Better approaches exist:
Short-lived credentials: Instead of storing permanent AWS access keys in CircleCI, use OIDC federation to get temporary credentials for each build. The credentials expire automatically, so even if they’re exfiltrated, the window of exposure is minutes rather than months.
Secrets vaults with dynamic secrets: Tools like HashiCorp Vault can generate unique, short-lived credentials for each CI run. Even if an attacker captures them, they expire quickly and can be traced to specific builds.
Least privilege: Does your CI pipeline really need admin access to your AWS account? In many organizations, CI credentials are far more permissive than necessary. Tighten those IAM policies.
Build provenance and verification: SLSA (Supply-chain Levels for Software Artifacts) provides a framework for ensuring that software artifacts haven’t been tampered with during the build process. It’s still maturing, but the concepts are sound.
My Take#
Every few months, we get another reminder that the software supply chain is a critical attack surface. SolarWinds, Codecov, the npm and PyPI package poisoning campaigns, and now CircleCI. The pattern is clear, and yet many organizations still treat CI/CD security as an afterthought.
I’m not going to tell anyone to stop using CircleCI — breaches can happen to any platform, and what matters more is how they respond and what systemic changes they make.
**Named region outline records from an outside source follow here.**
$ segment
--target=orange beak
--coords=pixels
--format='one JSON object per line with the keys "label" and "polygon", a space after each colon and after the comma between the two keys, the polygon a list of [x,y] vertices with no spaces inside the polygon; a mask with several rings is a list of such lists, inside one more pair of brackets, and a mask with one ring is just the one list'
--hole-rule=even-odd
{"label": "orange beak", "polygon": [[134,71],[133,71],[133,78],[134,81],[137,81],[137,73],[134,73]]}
But I am going to say this: if your organization’s response to this incident is simply “rotate secrets and move on,” you’re missing the larger lesson.
The question isn’t “is CircleCI secure?” It’s “how much damage can any single compromised component do to our systems?” If the answer is “a lot,” that’s an architecture problem, not a vendor problem. Start minimizing that blast radius now, before the next incident gives you another urgent reason to.